14 votes

How Star Wars' biggest fan wiki found itself in a fight over trans identity


  1. Atvelonis
    Disclaimer: I do some contract work for Fandom. This is just my opinion. Good decision from the company to step in here. It's characteristic of wiki editors to become hyper-fixated on policy...
    • Exemplary

    Disclaimer: I do some contract work for Fandom. This is just my opinion.

    Good decision from the company to step in here. It's characteristic of wiki editors to become hyper-fixated on policy standardization either in and of itself or as a means to an end, in this case trans exclusion. This is partially a byproduct of the wiki model, which, on large, old, and complex wikis, lends itself to a ruleset that is extremely focused on particulars. Additionally, the procedural methods that established wikis use to make decisions are extremely democratic. A tweet cited in the article calls it an "insane consensus standard," although I think that's a bit of an oversimplification. A significant level of editor input on policy proposals is normally a good thing: most editorial decisions should not be made solely by administrators, who, admittedly, are often a little bit out of touch with what readers actually care about. And high voting thresholds for minute policy decisions can reduce the frequency of counter-productive "back-and-forth" decisions that we see in real-world politics, that, on a wiki, would create an enormous maintenance backlog and distract from more important tasks, like actual content documentation.
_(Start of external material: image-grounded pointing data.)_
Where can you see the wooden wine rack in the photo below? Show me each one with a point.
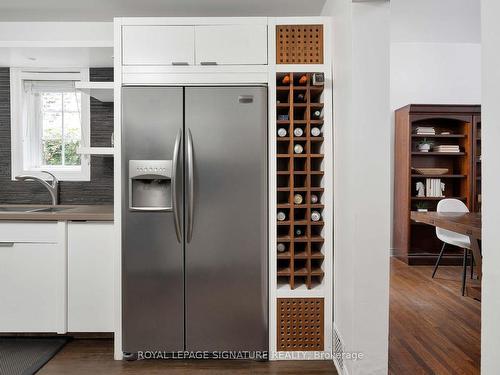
(299, 173)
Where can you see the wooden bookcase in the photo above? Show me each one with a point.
(417, 243)
(299, 173)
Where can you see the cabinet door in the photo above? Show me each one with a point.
(32, 287)
(231, 44)
(90, 277)
(158, 45)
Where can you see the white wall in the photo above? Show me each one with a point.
(435, 52)
(361, 170)
(56, 34)
(435, 73)
(490, 116)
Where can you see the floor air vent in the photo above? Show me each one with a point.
(338, 350)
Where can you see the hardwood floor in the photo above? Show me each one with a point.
(432, 328)
(95, 356)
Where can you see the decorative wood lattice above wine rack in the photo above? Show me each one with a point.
(299, 44)
(300, 324)
(299, 179)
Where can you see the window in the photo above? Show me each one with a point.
(50, 121)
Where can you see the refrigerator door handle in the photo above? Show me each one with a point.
(190, 183)
(175, 161)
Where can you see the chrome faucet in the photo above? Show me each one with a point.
(53, 187)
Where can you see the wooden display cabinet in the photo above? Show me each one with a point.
(417, 243)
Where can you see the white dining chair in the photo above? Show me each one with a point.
(452, 238)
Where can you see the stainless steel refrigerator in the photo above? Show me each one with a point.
(194, 219)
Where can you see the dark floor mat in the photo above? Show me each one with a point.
(26, 355)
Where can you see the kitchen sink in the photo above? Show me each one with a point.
(32, 209)
(51, 209)
(18, 209)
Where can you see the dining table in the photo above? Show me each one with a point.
(466, 223)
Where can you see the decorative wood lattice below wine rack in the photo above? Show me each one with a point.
(300, 324)
(299, 180)
(299, 44)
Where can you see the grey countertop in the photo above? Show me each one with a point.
(71, 212)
    But this is one of those circumstances where other wiki policies should allow staff members to overrule the minutiae: specifically, Wookieepedia's policies on anti-discrimination and administrative autonomy definitely give enough leeway to supersede the issue. Fandom's Terms of Use are also explicit about transphobia, and have been for some time. The company removes anti-LGBTQ+ content pretty regularly, and has been vocal about it, so even from the perspective of system-loving wiki editors, it's a little strange that this even came to a vote. With that said, administrators on many established wikis have actually designed their roles to have relatively little power, allowing themselves to be demoted by community consensus if necessary (usually requiring input from other admins, but not necessarily). I don't know what Wookieepedia's exact demotion policy is, but it wouldn't surprise me if administrators were hesitant to make an "executive decision" (even if it was enforceable under the TOU) because they were afraid that it could jeopardize their position to some extent, particularly if some other influential administrators were against it. This is the drawback of having a lot of accountability for administrators: it risks a certain "tyranny of the majority" in controversial situations like this. There isn't a whole lot that can be done in such moments except to appeal to the company via the community's assigned Wiki Representative. Evidently, this time, that process worked.
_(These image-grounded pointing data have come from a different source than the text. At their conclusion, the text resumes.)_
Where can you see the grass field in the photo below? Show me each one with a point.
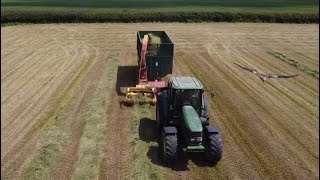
(62, 118)
(289, 11)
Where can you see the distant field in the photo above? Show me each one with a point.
(61, 116)
(286, 11)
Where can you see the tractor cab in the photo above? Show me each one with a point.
(187, 91)
(182, 114)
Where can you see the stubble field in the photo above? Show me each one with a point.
(62, 118)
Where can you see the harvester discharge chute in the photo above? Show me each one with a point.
(154, 63)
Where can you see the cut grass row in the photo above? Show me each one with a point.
(296, 64)
(155, 16)
(93, 136)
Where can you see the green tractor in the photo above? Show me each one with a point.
(182, 121)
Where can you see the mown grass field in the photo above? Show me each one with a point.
(62, 116)
(44, 11)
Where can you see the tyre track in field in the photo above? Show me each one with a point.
(267, 173)
(59, 65)
(14, 160)
(24, 109)
(265, 132)
(23, 87)
(117, 156)
(65, 167)
(296, 88)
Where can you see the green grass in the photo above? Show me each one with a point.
(47, 11)
(53, 137)
(93, 140)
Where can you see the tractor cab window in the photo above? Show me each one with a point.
(187, 97)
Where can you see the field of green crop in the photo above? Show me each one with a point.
(61, 94)
(44, 11)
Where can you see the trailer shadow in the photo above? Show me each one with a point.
(126, 77)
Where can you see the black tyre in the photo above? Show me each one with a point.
(169, 148)
(213, 145)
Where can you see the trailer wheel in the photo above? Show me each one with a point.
(169, 148)
(213, 147)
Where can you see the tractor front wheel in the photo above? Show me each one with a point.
(213, 147)
(169, 148)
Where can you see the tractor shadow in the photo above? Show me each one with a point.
(127, 76)
(148, 133)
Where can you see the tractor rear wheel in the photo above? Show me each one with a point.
(169, 148)
(213, 147)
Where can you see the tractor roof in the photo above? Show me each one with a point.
(186, 83)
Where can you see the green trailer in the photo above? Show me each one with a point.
(159, 59)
    As a long-time wiki administrator and bureaucrat myself, I have to say that the exact issue Wookieepedians were arguing over—out-of-universe names—should be fairly uncontroversial. In general, from what I've seen, OOU content is not treated with the same level of scrutiny as in-universe content in regard to fastidious quotation rules and such. There just isn't a good reason to aim for verbatim documentation when the "lore" isn't on the line. These are real people, and that's a very different dynamic than deadnaming a fictional character for historical reasons. I can see this happening elsewhere: my impression has always been that transphobia is at its strongest within gaming communities, which make up a big proportion of the wikis on Fandom. However, most aren't quite as intractable as Wookieepedia, so I wouldn't expect it to become a recurring issue—particularly given the action taken by Fandom themselves in this case, and given that the cultural tides seem to be turning in favor of trans people over time. On my "home" wiki, Elder Scrolls, I've compiled several instances of LGBTQ+ representation in the series (many thanks to Lady Nerevar); notice how many entries there are for The Elder Scrolls Online (2014), as opposed to The Elder Scrolls V: Skyrim (2011), for example. On my wiki and others, I would expect to see a reduction in such issues as those described in these articles in the future.